Early in his life, long before he met Alice and plunged down that rabbit hole into Wonderland, Lewis Carroll was given a very curious math problem. It was a simple equation, but it had no solutions in the world of real numbers (the counting numbers, with all their fractions and multiples). All its solutions, but zero, were imaginary! He looked in vain for a way to see them – an imaginary plane perhaps, on which they might be graphed. He couldn’t find one, but we can!
To capture imaginary numbers, we need four dimensions. In this book, we enter the world of four dimensions, find the elusive imaginary plane, and with its help, produce the very graph Lewis Carroll was looking for.
It’s our front cover!
New ways we can learn to think
What a remarkably pleasant exercise in expanding our ability to mentally visualize, if not simply conceive, imaginary numbers and concepts related to 'the 4th dimension'.

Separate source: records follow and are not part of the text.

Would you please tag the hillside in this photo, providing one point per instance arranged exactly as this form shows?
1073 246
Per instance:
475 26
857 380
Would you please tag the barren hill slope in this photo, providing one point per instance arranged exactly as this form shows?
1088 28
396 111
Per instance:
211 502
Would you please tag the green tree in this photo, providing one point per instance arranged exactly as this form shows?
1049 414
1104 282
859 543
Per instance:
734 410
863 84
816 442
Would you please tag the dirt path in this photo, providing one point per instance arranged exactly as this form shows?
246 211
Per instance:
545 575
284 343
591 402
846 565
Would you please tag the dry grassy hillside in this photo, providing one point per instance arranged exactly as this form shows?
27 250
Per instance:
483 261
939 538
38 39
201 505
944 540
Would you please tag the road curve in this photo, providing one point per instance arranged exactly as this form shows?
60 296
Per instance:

Complete with a video introduction by the author, this concise and entertaining visitation to the world of imaginary numbers is less about mathematical esoterica and more about graspable concepts that would allow us to visualize on beyond our comfortable 3-dimensional world so as to be able to accommodate ideas and explanations that cannot be otherwise demonstrated.
The graphics included within the text reinforce the basic premises being presented. It's comforting to have the imagery to reinforce the textual concepts where the author and artist succeed in delivering two different vectors of the same idea; thus allowing the reader the chance to confirm whether they have grasped the concept.
The ideas are profound and potentially perplexing. Keeping the length of the discourse succinct was a wise choice and let's one enjoy the feeling of having not been overwhelmed.
Here's hoping we, as the author proposes, do start to be able to think about things in a 4-D framework.
Though no higher-math-whiz, I was personally pleased with the careful explanations and reasons behind why we would want to be more familiar with these concepts.
Additionally, I did not know that 'Lewis Carroll' was a math professor, nor was, I aware of his inspirations based in math and embedded in 'Alice In Wonderland'.